— Посиди минутку, — сказал он. — Я распрягу лошадей.
Когда начало смеркаться и на снег легли синие тени, один из братьев Блюм — Адольф, — бесшумно выслеживавший в роще зайцев, наткнулся в кустах на пустые сани. Увидев привязанных, нетерпеливо бьющих копытами пони, Адольф снова отступил за деревья, прилег у поваленного ствола и стал ждать, что произойдет дальше. В его жизни мало чего происходило, разве что погода преподносила сюрпризы.
Внезапно из лощины до него донеслись тихие голоса. Они приближались. Скоро на дорогу вышел высокий незнакомый мужчина, гостивший у Форрестеров. На одной руке у него висела бизонья полость, на другую опиралась — подумать только! — сама миссис Форрестер. Они шли медленно, целиком поглощенные друг другом. Подойдя к саням, мужчина расстелил полость на сиденье и взял миссис Форрестер за талию, будто хотел поднять и посадить в сани. Но вдруг он крепко прижал ее к себе, а она спрятала лицо у него на груди, уткнувшись в его черное пальто.

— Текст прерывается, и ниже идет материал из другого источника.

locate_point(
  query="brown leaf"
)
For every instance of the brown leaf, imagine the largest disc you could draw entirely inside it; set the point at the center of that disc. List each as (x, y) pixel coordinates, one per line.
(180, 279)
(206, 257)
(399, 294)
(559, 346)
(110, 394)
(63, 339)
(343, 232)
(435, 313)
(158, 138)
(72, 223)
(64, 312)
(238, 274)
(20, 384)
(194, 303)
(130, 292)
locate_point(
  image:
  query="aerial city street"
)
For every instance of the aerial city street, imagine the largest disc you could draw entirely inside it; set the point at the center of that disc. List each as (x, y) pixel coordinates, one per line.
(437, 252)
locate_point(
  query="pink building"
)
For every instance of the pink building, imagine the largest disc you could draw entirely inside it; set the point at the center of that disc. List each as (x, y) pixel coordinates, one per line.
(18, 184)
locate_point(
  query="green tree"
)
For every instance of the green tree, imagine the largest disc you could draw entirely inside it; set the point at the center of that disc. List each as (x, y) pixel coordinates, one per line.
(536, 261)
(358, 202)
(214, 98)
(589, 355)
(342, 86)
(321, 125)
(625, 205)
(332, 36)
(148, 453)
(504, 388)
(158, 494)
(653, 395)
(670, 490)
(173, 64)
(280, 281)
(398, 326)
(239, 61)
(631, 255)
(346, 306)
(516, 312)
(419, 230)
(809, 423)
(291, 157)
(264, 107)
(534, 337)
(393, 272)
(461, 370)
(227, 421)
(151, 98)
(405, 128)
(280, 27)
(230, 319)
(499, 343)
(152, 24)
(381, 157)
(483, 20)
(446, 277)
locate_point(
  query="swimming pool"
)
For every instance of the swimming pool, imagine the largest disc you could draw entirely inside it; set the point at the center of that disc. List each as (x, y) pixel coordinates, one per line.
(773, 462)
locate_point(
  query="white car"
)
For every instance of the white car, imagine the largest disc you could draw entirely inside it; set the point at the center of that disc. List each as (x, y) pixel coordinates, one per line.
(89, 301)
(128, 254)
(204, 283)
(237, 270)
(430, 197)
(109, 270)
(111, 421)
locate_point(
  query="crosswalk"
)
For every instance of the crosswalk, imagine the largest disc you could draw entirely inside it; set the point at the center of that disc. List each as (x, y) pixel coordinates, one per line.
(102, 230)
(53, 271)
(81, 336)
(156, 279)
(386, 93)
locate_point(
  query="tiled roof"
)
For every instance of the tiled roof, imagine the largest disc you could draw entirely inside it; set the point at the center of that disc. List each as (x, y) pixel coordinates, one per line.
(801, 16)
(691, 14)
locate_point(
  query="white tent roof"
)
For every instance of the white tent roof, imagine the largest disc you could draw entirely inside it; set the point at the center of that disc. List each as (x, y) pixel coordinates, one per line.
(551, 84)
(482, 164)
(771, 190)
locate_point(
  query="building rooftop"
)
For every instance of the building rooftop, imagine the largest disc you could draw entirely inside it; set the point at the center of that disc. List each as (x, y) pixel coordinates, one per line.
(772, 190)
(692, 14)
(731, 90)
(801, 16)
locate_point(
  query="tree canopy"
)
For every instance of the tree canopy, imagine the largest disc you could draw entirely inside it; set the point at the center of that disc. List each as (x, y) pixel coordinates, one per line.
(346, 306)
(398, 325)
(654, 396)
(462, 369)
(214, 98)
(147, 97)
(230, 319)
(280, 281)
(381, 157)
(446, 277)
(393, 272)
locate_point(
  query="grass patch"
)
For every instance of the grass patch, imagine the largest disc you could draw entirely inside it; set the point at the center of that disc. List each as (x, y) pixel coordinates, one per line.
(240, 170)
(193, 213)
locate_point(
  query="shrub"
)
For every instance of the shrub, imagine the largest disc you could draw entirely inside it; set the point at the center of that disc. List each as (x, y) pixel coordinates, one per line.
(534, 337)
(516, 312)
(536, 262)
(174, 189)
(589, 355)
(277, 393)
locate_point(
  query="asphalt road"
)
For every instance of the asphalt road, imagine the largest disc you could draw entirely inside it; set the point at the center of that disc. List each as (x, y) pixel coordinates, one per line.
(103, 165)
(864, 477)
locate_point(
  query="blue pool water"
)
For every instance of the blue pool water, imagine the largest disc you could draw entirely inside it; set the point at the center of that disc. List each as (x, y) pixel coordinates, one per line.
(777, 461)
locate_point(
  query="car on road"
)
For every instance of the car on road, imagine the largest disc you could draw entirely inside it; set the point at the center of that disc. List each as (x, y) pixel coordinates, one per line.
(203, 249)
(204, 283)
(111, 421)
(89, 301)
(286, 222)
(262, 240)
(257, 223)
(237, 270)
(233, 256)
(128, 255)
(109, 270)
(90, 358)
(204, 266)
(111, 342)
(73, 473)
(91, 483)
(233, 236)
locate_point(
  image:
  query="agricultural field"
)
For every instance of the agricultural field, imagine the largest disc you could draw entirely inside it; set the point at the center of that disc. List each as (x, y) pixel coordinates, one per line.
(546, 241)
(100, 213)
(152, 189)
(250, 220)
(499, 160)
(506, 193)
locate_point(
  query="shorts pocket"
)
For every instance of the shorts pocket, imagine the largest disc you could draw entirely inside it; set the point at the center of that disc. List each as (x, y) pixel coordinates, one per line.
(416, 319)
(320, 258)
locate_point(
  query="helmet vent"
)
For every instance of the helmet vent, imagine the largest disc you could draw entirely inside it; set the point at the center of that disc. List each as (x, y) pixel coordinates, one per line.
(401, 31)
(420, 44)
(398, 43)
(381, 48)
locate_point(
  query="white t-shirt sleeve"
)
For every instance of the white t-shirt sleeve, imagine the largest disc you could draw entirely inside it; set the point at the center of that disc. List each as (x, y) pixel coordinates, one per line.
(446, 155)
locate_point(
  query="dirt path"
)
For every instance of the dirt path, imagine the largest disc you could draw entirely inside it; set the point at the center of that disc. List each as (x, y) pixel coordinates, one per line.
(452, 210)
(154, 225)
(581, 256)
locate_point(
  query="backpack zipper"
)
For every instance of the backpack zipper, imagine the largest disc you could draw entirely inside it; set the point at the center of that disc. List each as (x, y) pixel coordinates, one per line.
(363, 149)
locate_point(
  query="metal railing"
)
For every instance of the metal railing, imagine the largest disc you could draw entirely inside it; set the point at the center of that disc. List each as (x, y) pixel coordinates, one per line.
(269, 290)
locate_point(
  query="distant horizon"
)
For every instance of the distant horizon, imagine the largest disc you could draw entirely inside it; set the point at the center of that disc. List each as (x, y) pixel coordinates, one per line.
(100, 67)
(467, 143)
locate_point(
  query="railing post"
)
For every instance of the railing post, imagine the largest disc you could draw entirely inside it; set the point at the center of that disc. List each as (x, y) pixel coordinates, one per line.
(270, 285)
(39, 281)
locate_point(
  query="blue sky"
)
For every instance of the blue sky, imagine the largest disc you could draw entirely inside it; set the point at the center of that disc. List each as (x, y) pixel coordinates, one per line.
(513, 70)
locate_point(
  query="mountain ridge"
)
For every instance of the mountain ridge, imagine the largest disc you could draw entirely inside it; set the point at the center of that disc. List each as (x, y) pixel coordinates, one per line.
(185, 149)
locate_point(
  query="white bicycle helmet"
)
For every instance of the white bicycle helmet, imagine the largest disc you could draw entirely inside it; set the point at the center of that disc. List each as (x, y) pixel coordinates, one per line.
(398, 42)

И так они стояли очень долго.
— Да, а как быть с этими проклятыми ветками? — спросил мужчина, усадив ее наконец в сани и укутав бизоньей полостью. — Может, вернуться и нарубить?
— Все равно, — тихо отозвалась она.
Он вынул из-под сиденья в санях топорик и снова направился в лощину. Оставшись одна, миссис Форрестер закрыла глаза муфтой, на губах ее играла легкая улыбка. Голубоватый воздух был неподвижен, и Адольфу Блюму чудилось, что он слышит ее дыхание. А когда из лощины донеслись удары топора, он увидел, как затрепетали ее веки, по телу пробежала легкая дрожь.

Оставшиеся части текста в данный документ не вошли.